Tourists come from the outside world—a market for which the host communities sometimes lack the necessary know-how and skills. Other factors may also compromise the benefits that local populations and governments expect. Thus, if a community or region is interested in tourism, it often cannot supply visitors with the desired products and services. It then has to depend on products and skills that are brought in from elsewhere. As a result, money spent by tourists is largely diverted from the local economy, and only a small fraction is left in the hands of local people.

Even though several Arctic locations are currently well-established tourist destinations, with good flight connections and infrastructures that offer visitors a range of activities, many small Inuit communities, though picturesque, are in peripheral regions and far from the beaten path. Often hard and costly to reach, these remote communities are looking for sources of development. For them, tourism may be an economical solution. Another development option, which has grown rapidly in recent years, targets tourists who come aboard cruise ships. These ships sometimes drop anchor offshore for a few hours, but the passengers often have no contact with the Inuit population. Usually, there are not enough onshore facilities (lack of food services, washrooms, souvenirs, etc.) and the several hundred visitors go back to their ships without leaving the local population with any money from the visit. In some locations, this situation has been successfully changed. Cruise tourism has been encouraged by the authorities, but the local population seldom benefits directly.

Contributions

In this issue of the journal Études/Inuit/Studies on Tourism in the Arctic, the authors address various themes. One of them is the kind of tourism development that best suits the different Arctic regions. This theme attracts the interest of several authors:

  • the challenges and opportunities created by the tourism industry of Nunatsiavut (Northern Labrador) (Fugmann);

  • the capacity for adaptation, the still untapped potential of pleasure cruises and ecotourism in Nain (Nunatsiavut) (Lemelin et al.);

  • the impacts and benefits of a rising level of cruise tourism in four peripheral and isolated Greenland communities that are going through a major economic and social crisis (Tommasini);

  • a program for development of ecotourism in the community of Arviat (Nunavut) where tourism is currently limited to hunting tourism (Chanteloup).
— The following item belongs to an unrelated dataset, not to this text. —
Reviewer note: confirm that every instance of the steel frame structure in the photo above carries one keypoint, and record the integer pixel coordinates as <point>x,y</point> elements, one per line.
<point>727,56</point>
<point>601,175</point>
Other articles deal with the way the Inuit perceive tourism, their attitudes toward visitors, and the issue of knowing how far the communities are willing to get involved in tourism activities. These themes are addressed as follows:

  • revitalisation of the tourism industry in Nunavik (Quebec) by analysing the representations associated with ecotourism (Thomas);

  • Inuit imageability as a tool to mediate the representation of landscapes for the proposed Tursujuq National Park (Nunavik) (Joliet and Blouin-Gourbilière);

  • the problems of tourism development in the small community of Ittoqqortoormiit (Greenland) and the difficulty in keeping the money spent by tourists in the local economy (Créquy).

All of these articles should give a good overview of tourism issues in the Arctic, particularly in the Inuit communities of Canada and Greenland.